Typically, the US authorities went about hunting for the person who had leaked this video, rather than taking action against those who had killed civilians. Other similar videos emerged from Afghanistan and were followed by the release of 92,000 documents from the US and allied armies in Afghanistan. This was an unprecedented act and it was after this that Wikileaks became the target of concerted attack by the US, Britain, Australia and other countries. Since then it has published the Iraq war logs and has now been releasing cables sent by US diplomats from various embassies, including New Delhi. The total number of cables with Wikileaks is in excess of 2,50,000, though they have only released about 1,000 through five designated newspapers – New York Times, Guardian, Le Monde, El PaĆ­s and Der Spiegel. The manner in which the leading “democracies” of Europe and North America have responded to these revelations has been acutely revelatory about these regimes themselves.

Despite there being not a single criminal case against Wikileaks it has had its website shut down, its payment gateways with Paypal have been closed, Visa and Mastercard have refused to transfer funds, its bank accounts have been frozen (including the one meant for its Julian Assange’s legal defence) and, worst of all, elected representatives have called for the murder of Assange. And there is no certainty that he will not meet an untimely end as various people have, whenever they have crossed Uncle Sam’s path. Unfortunately for the US and its allies, this is a war they cannot win.

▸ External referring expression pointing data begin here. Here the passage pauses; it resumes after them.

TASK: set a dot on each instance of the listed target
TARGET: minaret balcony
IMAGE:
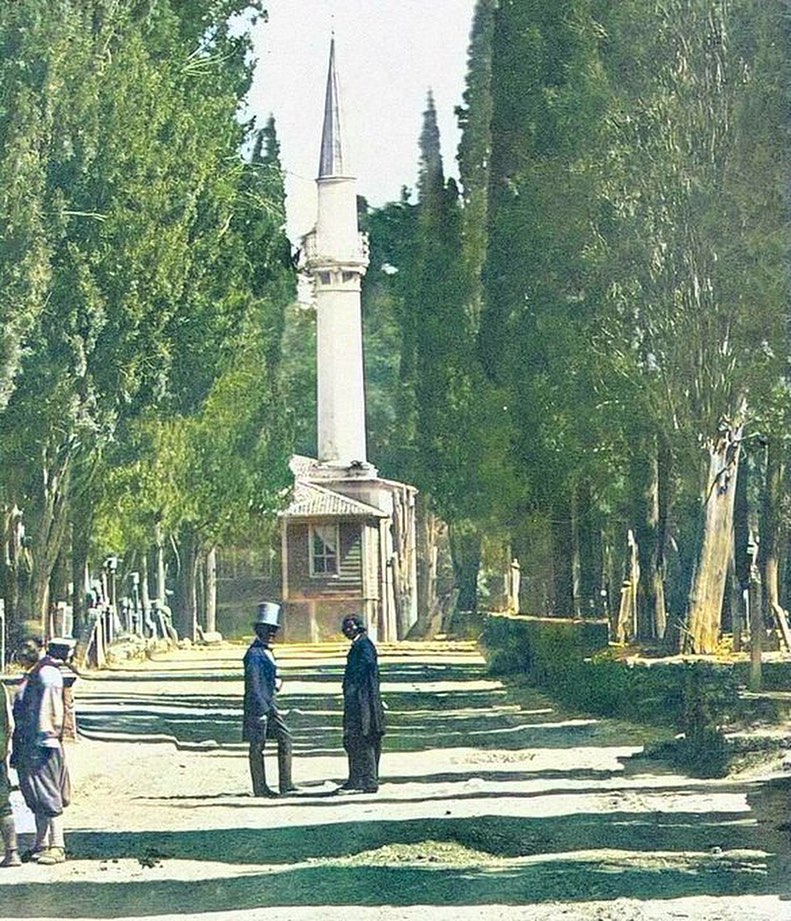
(315, 258)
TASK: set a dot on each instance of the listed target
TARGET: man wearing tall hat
(262, 720)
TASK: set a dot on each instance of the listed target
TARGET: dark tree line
(144, 273)
(593, 327)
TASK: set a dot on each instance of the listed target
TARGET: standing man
(37, 751)
(262, 720)
(11, 855)
(363, 713)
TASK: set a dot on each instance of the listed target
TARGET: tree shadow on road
(304, 866)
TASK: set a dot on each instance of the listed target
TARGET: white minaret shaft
(336, 257)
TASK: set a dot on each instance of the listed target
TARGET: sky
(388, 54)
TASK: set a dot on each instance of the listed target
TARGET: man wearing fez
(363, 713)
(37, 750)
(262, 720)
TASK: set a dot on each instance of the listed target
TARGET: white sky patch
(389, 53)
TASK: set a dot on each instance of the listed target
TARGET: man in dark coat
(261, 720)
(37, 750)
(363, 713)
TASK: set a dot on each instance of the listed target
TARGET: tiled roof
(312, 501)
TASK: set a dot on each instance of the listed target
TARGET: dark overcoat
(363, 713)
(260, 677)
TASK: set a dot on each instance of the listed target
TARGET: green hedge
(571, 661)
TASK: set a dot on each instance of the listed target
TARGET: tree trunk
(708, 584)
(563, 601)
(465, 549)
(428, 613)
(589, 552)
(405, 562)
(211, 590)
(50, 533)
(160, 574)
(771, 529)
(186, 608)
(650, 476)
(80, 545)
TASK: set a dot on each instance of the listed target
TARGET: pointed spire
(331, 162)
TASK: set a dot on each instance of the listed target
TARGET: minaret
(336, 258)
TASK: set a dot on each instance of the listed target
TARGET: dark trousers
(364, 753)
(272, 727)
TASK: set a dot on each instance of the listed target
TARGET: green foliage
(146, 265)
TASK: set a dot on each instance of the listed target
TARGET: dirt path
(492, 806)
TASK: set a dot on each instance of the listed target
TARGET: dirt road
(493, 805)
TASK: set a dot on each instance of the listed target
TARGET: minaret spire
(331, 160)
(336, 256)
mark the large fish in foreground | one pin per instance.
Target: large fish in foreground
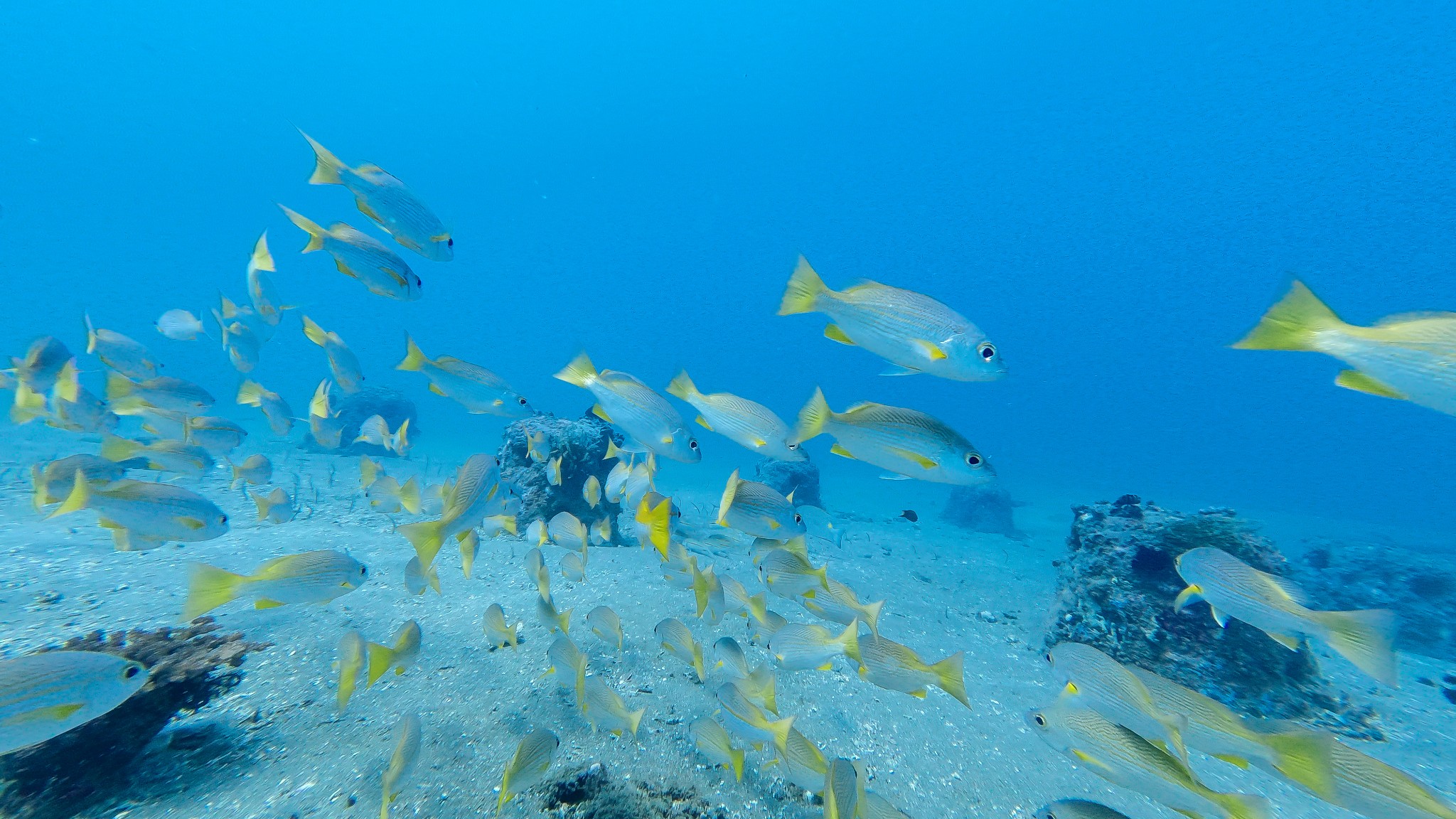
(1276, 606)
(903, 327)
(1408, 358)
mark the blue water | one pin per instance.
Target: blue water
(1113, 191)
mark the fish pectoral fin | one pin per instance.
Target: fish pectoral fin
(1360, 382)
(833, 333)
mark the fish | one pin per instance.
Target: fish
(360, 257)
(897, 668)
(757, 509)
(529, 764)
(569, 666)
(1407, 358)
(635, 408)
(1123, 758)
(273, 405)
(743, 422)
(306, 577)
(906, 442)
(678, 640)
(47, 694)
(1093, 680)
(276, 506)
(343, 362)
(1275, 605)
(606, 626)
(472, 387)
(387, 201)
(906, 328)
(498, 630)
(606, 710)
(476, 483)
(712, 741)
(122, 353)
(143, 515)
(179, 326)
(353, 659)
(401, 763)
(805, 646)
(419, 579)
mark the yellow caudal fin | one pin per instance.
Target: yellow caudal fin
(326, 165)
(308, 226)
(811, 419)
(415, 359)
(803, 291)
(210, 588)
(1292, 324)
(1366, 638)
(426, 537)
(682, 387)
(579, 372)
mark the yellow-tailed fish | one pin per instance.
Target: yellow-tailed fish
(273, 405)
(1408, 358)
(529, 766)
(143, 515)
(897, 668)
(1276, 606)
(498, 630)
(759, 510)
(740, 420)
(635, 408)
(360, 257)
(387, 201)
(179, 326)
(906, 442)
(712, 741)
(1123, 758)
(805, 646)
(276, 506)
(906, 328)
(606, 626)
(122, 353)
(401, 763)
(476, 484)
(1093, 680)
(472, 387)
(306, 577)
(47, 694)
(418, 579)
(353, 658)
(678, 640)
(343, 363)
(606, 710)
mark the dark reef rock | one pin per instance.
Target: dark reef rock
(1421, 591)
(582, 446)
(798, 477)
(594, 793)
(1115, 591)
(983, 509)
(92, 763)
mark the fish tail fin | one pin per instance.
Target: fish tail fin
(415, 358)
(1303, 756)
(208, 588)
(308, 226)
(813, 417)
(682, 387)
(1366, 638)
(1292, 323)
(326, 165)
(803, 291)
(579, 372)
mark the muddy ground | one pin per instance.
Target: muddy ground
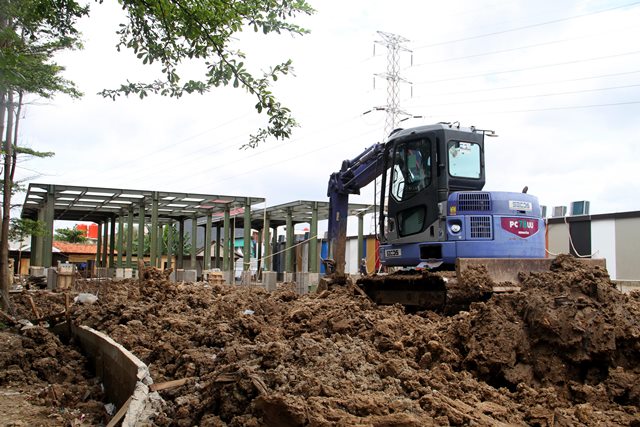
(563, 351)
(46, 382)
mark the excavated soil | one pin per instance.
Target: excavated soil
(563, 351)
(45, 382)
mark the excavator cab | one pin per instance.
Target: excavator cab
(435, 215)
(426, 165)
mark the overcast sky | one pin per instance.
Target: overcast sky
(559, 81)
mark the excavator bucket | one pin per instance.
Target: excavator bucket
(504, 271)
(475, 279)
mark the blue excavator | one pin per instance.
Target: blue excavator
(435, 217)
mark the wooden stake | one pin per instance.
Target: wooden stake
(120, 414)
(33, 307)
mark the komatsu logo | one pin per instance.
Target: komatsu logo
(522, 227)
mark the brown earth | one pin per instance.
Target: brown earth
(563, 351)
(45, 382)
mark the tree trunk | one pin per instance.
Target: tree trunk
(7, 109)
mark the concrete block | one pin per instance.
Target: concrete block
(245, 278)
(52, 278)
(269, 280)
(314, 279)
(190, 276)
(302, 281)
(37, 271)
(65, 269)
(229, 277)
(101, 272)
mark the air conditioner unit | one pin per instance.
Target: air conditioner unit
(559, 211)
(580, 208)
(543, 211)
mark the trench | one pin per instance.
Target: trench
(126, 378)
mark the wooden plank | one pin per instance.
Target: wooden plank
(169, 384)
(7, 317)
(121, 413)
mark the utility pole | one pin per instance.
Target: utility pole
(394, 44)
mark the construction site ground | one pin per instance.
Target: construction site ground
(563, 351)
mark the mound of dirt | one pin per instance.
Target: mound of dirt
(54, 373)
(563, 351)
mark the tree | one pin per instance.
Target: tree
(31, 32)
(20, 229)
(174, 31)
(170, 32)
(71, 235)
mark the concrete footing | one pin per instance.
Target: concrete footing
(302, 282)
(245, 278)
(123, 273)
(269, 280)
(229, 277)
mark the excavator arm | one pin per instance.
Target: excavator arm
(353, 175)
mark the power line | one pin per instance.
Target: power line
(514, 49)
(492, 89)
(535, 67)
(524, 27)
(534, 96)
(570, 107)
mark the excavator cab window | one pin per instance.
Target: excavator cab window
(464, 159)
(411, 169)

The nature of the internet is such that it will be impossible to suppress the information which is already out. Wikileaks has been a “proof of concept” and it is merely a matter of time before a hundred similar leaks perforate the plumbing of the global axis of power. As Bradley Manning, the junior US intelligence officer who is the likely source of these leaks said when asked why he had not handed over this data to Russia or China for large sums of money, “... because it is public data... [and] because without information, you cannot make informed decisions as a public”. For decades globalisation has meant the seamless flow of capital and commodities, strengthening the axis of the powerful. Now it appears that, for the first time, globalisation of information has struck its first blow and the powerful and corrupt do not know “whence”!